As a Banglorean who has and continues to get the opportunity to travel around the country, one thing you often hear from individuals from other cities is how fortunate we are to have the opportunity to live in Bangalore. And most of the time this adulation for my city is not due to the sprawling and ever growing IT and BT sector that you often hear the certain influential rich talk about in the media. But the aam aadmi of this country genuinely envies residents of this metro city as they believe that unlike any other metro we have the best and incomparable climate and access to green spaces. Unfortunately like many others I respond with a “it’s not the same anymore,” and I can see the disappointment in their faces.
Bangalore was rightfully called the Garden City of this country because of its rich flora, renowned botanical gardens and abundant water bodies. I use the past tense as Bangalore chose to replace this title with the IT and BT capital of the country. Like many big cities of India, Bangalore has been subject to rapid urbanisation, unsustainable consumption and changing lifestyles. All of this has led to land transformations around the city which has caused a threat to our urban ecology and environment. This loss in ecology has serious consequences on the micro climate of the city which in turn affects the health of the people.
Research suggests that the degradation of Bangalore’s environment is taking place much faster as the changes that took place over 30 years in the past are now happening in a much smaller time frame of 5 years. Today there is a decline of 76% of our vegetation cover and 79% in our water bodies and apart from the urban sprawl this can also be attributed to the haphazard and unplanned development by our governing bodies, the BBMP and the BDA.

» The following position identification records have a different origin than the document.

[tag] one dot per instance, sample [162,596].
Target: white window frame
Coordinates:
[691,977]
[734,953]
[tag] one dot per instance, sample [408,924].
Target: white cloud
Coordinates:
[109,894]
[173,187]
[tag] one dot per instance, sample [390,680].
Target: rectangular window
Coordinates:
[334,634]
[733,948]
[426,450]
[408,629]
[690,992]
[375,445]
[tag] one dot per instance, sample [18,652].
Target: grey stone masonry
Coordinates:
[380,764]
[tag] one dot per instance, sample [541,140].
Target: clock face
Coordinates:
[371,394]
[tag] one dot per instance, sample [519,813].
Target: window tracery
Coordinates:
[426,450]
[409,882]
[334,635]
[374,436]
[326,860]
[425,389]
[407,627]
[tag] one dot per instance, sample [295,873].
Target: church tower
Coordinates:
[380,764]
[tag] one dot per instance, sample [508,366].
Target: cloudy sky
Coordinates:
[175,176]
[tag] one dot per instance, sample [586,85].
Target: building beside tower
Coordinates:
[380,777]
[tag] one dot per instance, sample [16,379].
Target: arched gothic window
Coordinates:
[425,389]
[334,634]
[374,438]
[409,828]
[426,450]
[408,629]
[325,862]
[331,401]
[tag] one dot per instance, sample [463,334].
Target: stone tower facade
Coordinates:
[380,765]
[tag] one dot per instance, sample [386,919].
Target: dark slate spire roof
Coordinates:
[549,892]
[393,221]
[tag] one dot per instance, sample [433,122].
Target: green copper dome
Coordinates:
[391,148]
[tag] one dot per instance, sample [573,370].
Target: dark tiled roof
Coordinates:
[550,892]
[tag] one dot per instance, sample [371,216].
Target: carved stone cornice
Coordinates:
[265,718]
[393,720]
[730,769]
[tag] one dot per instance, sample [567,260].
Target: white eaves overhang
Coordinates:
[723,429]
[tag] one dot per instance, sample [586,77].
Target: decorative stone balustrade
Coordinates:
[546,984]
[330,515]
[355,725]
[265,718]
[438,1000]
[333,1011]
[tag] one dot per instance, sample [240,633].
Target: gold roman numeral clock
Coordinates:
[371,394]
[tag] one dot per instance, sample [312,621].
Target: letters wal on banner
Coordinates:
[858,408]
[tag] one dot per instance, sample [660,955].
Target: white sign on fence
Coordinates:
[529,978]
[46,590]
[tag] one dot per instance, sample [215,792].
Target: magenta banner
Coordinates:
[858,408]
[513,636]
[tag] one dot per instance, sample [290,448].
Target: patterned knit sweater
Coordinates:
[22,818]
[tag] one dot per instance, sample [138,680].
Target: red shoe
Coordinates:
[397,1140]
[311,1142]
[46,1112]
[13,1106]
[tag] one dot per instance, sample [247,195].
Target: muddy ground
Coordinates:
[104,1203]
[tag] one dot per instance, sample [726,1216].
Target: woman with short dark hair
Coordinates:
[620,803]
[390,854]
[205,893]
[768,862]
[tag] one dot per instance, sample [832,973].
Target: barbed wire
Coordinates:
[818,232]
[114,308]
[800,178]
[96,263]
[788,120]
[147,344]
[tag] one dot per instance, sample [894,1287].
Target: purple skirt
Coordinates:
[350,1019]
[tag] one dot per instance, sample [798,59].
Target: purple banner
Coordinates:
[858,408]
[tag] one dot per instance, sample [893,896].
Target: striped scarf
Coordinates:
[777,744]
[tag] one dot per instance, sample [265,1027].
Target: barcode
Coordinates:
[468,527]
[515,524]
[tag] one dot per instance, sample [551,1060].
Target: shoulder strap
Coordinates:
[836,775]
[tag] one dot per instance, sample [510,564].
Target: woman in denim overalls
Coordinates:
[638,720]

In the last two or three years Bangalore has lost over 50,000 trees in the name of development activities. Most of these trees are over 150 years old and form a huge part of our culture and heritage. The axing of trees overnight, that have taken many years to grow can be termed under illogical and not sustainable development. This forest cover within the city is a carbon sink and helps in maintaining Bangalore’s pleasant climate that we as Bangloreans take pride in. While the BBMP as per law is supposed to follow a long legal process of consulting with the public before they can cut down trees in public spaces. We have seen in the case at Sankey Road that no such process was adhered to and after a closed door auction for timber, 17 trees were illegally felled and no member of BBMP was pulled up or held accountable.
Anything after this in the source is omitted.